Another text on the theme of the importance of humanizing public services and institutions? Yes, because it seems to me that an important angle has not been addressed, that of the influence of popular language on ethical action.
Our public institutions have codes of ethics, ethics or conduct which are supposed to guide organizations and people in the accomplishment of the various missions of the State, both in health and in education or even in the ecological transition. . Ethics, in its foundation, aims precisely to preserve the necessary element of humanity in decision-making, to not lose sight of the Other, for whose benefit a decision must be taken. How then can we explain the repeatedly proven lack of humanity?
Words neither “good” nor “bad”
Part of the answer appears to me to lie in the adoption of the lexicon taught in management and public administration, which is fueled by key words such as “efficiency”, “optimization” and “innovation”. All words that contain no ethical or moral component: they are neither “good” nor “evil”. Neutral, they contain no world view. They remain impervious to ethics.
Over the past decades, in the lexicon of public organizations, in addition to effectiveness, efficiency and innovation, the notion of customer has crept in and then imposed itself. Even if the terms “users” in health, “students” in education and “citizens” in environment and land use planning are maintained, when we dig a little, and not very far from the surface, the client reappears: vulnerable clientele , special needs, customer service.
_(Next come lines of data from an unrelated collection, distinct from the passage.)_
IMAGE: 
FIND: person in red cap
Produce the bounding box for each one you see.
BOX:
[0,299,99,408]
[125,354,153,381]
Who says customer says transaction; the transactional posture is not without consequences in spheres of life where relationships marked – or lacking – humanity have an impact. We no longer know what a person is.
Ethics as a guide
What about our interpretation of ethics? In fact, it must be admitted, ethics “does not have a good reputation”, because when do we talk about ethics? We talk about ethics when there has been a fault, a breach or even when a person decides to file a complaint. Seen from this angle, ethics becomes synonymous with misconduct, breach of protocol, blame. We reduce ethics, seen as a problem, to very little, forgetting that it serves as a guide to doing good. We no longer know what ethics is.
Finally, there are the paradoxical injunctions inherent in processes and protocols where we attempt to bring effectiveness, efficiency and time to coexist with fairness, dignity and respect. Knowing that the majority of people who work in our public institutions want to do their job well and avoid reprimands, can we be surprised that we come to apply the rules like an automaton and that, as a result, we respect the rules more? process than people?
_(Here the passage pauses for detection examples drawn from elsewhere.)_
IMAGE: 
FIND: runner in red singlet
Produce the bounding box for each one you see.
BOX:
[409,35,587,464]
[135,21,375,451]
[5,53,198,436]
It is this flaw – which makes it confusing to respect a process (to respectthat is to say following him, obeying him, conforming to him) with respecting people (which consists of taking a step back and giving them a second look) – that the lack of humanity germinates then that lack of ethics emerges. We no longer know what respect is.
We must constantly remind ourselves: ethics is a reflection that allows us to decide accurately in the face of uncertainty. That is to say where processes and protocols do not provide answers, where, if applied as intended, they will prove unfair, inhumane. In a world governed by processes and protocols, it is urgent to remember to think, then to correct the lexicon that makes us lose sight of the Other as a person. It is urgent to change the way we look at ethics in order to reinstill humanity into our relationships, because, at first glance, it seems that we no longer know what humanity is.